As we explained in Chapter 9, the meaning of “YHVH our ELOHIM, YHVH, ECHAD” is found in the first four uses of the expression “ECHAD” in the Book of Genesis. Christ and God came together as “one unit.” Christ is the image of God, and His spokesman. Jesus Himself explained His oneness with God in John 5, when He said, “the Son can do nothing of Himself but what He sees the Father do; for whatever He does, the Son also does in like manner” (John 6:46).
To say that Christ and God are the same “being” or “person,” does not agree with the teachings of the Bible:
- Christ was born of the Father; He was birthed as a separate spiritual being.
- The Spirit of Christ and the Spirit of God are two separate Spirits.
- The Father was the true Creator, and He counsels with no one, including Christ.
- Christ only attained perfection through submission to God; only God is inherently good.
- Christ became as much better than the Angels, when He became the first Son of God.
- Christ will submit to God after the LORD’s Day, and God will be our only Lord and God.
We must embrace the Apostolic explanation of Christ and God. John said, “we are of God, he who knows God listens to us” (1 John 4:6).
Not My will but Yours
Jesus told us we would truly believe Him as the speaker, and image of God, on the cross. He said, “when you lift up the Son of Man, you will know that I AM (YHVH ELOHIM), and that I do nothing of Myself; but as the Father taught Me, I speak these things” (1 John 4:6).

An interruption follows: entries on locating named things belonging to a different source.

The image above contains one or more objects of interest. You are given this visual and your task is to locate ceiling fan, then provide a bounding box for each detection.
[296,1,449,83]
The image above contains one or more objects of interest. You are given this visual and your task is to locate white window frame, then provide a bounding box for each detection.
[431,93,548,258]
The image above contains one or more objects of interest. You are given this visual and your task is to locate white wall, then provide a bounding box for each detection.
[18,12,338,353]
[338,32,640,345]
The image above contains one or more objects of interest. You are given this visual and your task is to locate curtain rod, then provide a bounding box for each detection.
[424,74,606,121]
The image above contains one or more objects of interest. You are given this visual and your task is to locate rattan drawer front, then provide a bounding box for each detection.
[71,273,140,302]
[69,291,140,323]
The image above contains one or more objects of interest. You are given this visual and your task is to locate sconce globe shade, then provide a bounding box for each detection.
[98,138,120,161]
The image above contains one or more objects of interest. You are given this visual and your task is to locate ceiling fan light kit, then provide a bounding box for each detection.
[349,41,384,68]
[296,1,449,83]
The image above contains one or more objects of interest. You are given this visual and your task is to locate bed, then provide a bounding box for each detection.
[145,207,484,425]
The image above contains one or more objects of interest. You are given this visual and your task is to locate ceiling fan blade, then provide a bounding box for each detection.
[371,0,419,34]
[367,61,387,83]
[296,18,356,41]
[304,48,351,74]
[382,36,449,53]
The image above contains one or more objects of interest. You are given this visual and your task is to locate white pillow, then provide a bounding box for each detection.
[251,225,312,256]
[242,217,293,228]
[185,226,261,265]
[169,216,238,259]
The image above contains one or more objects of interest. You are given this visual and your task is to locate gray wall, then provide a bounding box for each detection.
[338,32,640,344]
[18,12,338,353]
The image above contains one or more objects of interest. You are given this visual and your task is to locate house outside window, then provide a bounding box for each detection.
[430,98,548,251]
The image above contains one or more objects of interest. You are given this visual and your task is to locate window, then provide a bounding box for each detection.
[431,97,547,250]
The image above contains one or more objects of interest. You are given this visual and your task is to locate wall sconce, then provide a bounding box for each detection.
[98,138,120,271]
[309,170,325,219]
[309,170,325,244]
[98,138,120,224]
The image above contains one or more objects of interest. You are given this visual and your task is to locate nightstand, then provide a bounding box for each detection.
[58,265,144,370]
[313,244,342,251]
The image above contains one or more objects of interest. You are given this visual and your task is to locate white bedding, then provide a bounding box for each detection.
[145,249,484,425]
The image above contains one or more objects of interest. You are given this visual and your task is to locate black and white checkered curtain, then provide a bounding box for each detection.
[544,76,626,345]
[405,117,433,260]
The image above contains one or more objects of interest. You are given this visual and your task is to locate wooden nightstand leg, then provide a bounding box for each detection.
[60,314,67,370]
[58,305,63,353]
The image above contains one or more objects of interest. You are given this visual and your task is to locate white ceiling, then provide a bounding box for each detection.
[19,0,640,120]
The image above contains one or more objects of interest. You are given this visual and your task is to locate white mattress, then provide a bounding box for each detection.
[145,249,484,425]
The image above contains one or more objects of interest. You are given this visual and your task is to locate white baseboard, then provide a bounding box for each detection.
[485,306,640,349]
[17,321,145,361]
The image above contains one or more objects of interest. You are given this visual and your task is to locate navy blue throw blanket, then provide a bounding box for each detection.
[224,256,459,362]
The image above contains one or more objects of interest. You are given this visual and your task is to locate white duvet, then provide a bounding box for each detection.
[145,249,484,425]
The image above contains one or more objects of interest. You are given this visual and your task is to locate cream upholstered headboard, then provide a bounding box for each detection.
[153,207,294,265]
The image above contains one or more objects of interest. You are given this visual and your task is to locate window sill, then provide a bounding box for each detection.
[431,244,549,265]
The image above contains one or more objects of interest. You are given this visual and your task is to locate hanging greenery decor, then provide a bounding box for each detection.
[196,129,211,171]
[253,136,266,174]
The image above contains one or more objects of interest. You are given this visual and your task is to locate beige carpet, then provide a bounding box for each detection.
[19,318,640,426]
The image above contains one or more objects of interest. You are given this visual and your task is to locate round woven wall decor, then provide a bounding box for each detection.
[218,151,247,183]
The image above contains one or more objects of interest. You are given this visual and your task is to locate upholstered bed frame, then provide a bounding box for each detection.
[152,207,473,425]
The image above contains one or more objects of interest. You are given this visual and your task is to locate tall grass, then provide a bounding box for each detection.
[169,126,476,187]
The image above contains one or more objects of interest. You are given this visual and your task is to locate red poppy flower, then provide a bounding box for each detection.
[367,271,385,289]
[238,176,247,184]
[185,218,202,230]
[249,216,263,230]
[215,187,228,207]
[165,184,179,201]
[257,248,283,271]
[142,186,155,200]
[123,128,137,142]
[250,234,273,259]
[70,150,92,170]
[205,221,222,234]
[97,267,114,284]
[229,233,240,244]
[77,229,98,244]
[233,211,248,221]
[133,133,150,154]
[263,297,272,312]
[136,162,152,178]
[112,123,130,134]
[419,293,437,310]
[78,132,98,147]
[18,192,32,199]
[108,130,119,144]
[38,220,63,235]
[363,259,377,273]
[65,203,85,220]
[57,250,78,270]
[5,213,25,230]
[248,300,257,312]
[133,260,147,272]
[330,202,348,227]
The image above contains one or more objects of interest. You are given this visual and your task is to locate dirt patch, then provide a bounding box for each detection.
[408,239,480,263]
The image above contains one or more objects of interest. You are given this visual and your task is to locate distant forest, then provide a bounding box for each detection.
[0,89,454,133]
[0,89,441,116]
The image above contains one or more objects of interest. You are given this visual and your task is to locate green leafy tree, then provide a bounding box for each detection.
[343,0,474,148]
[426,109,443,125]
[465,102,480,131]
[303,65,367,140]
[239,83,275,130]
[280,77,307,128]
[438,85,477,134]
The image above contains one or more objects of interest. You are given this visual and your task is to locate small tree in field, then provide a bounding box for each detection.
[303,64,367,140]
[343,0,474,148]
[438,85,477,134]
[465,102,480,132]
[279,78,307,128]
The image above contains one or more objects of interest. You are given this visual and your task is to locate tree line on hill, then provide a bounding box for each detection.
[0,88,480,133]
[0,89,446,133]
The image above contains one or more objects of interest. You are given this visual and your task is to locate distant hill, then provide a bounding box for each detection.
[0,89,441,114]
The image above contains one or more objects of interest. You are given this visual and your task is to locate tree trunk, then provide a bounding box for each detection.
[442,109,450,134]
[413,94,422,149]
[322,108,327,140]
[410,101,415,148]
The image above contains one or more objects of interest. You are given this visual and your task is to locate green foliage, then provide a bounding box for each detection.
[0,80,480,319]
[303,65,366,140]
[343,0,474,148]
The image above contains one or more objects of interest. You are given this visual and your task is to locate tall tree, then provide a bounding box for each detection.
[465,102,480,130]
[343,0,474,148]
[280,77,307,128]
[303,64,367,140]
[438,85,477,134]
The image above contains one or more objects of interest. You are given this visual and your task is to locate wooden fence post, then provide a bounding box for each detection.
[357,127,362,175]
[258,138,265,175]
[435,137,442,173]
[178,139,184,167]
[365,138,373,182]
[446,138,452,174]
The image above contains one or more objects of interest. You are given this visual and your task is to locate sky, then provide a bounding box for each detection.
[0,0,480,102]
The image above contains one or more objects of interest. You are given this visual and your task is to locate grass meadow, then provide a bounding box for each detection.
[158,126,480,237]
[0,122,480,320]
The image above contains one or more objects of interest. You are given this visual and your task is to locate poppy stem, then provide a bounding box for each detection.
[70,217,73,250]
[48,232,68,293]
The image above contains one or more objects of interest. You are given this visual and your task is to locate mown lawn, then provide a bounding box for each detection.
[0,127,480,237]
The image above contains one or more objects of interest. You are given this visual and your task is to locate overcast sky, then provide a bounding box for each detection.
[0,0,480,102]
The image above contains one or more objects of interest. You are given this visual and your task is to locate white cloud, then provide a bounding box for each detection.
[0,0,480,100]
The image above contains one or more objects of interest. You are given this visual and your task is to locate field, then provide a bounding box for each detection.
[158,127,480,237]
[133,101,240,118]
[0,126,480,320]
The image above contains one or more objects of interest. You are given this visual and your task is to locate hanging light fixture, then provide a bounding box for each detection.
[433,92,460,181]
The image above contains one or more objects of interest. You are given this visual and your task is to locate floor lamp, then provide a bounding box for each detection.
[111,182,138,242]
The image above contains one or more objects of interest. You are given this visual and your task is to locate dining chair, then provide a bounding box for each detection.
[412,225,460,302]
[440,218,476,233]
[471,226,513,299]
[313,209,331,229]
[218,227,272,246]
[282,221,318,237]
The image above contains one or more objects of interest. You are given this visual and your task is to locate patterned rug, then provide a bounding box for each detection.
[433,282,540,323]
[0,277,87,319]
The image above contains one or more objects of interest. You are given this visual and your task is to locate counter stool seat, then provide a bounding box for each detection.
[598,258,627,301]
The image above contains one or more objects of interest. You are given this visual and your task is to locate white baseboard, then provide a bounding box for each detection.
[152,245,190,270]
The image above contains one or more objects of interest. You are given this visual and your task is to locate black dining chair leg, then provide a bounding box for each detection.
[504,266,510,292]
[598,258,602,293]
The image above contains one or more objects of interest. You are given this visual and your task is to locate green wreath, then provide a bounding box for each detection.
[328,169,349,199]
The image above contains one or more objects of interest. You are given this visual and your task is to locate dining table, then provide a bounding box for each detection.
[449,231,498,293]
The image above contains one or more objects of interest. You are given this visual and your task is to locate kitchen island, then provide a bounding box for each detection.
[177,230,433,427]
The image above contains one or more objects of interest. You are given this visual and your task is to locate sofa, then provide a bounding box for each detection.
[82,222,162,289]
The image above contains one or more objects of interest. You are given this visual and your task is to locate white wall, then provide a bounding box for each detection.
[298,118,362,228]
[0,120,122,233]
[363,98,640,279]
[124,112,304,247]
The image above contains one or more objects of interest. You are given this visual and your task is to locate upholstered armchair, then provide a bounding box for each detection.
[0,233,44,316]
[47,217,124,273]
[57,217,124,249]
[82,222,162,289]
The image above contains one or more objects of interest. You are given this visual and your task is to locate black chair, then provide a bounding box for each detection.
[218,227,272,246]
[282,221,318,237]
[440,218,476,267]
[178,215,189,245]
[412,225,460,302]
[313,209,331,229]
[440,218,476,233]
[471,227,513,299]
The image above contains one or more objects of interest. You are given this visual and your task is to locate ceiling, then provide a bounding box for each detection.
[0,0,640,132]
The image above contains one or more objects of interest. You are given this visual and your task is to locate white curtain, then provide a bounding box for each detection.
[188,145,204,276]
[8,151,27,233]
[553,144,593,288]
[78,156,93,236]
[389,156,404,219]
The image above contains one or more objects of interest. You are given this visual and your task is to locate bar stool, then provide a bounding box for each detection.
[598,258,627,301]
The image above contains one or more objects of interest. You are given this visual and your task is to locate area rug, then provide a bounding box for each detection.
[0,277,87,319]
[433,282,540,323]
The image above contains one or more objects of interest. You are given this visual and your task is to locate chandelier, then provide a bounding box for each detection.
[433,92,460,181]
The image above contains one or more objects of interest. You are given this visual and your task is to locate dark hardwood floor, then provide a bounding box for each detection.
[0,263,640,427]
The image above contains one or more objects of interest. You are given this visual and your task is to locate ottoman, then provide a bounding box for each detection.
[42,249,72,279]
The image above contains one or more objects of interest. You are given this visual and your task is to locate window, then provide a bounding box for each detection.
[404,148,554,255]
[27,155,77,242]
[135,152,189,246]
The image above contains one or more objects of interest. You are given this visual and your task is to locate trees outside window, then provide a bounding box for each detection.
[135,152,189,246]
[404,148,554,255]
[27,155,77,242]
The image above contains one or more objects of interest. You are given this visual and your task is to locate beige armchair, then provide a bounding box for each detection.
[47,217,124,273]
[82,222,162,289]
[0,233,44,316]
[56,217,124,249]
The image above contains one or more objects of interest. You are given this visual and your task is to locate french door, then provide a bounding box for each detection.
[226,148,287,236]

Christ’s ultimate act of imitation and submission to the Father came in the garden of Gethsemane, where He prayed, and His sweat became as great drops of blood, saying, “Father if it is Your will, take this cup away from Me; nevertheless, not My will, but Yours be done” (Luke 22:42).
Glorify Me together with Yourself
At the heart of many Christian’s confusion regarding Christ is their desire to magnify Christ.
Through His obedience on the cross, Christ was glorified. Christ began His prayer in John 17, with “Glorify Your Son.”
Paul said that because Jesus Christ was “obedient to the point of death, even the death of the cross. Therefore, God also has highly exalted Him and given Him the name which is above every name.” God gave Him the name above every name, “so that at the name of Jesus, every knee would bow down” (Philippians 2:8,9).
Therefore, Jesus’ disciples worshipped Him as their Lord. And Christ also directed His disciples to go to a mountain to worship Him.
The Apostle Paul spoke to everyone’s desire to magnify Christ. Paul began his letter to the Colossians, to explain Christ as “the first in all things, that in all things He might have pre-eminence” (Colossians 1:18).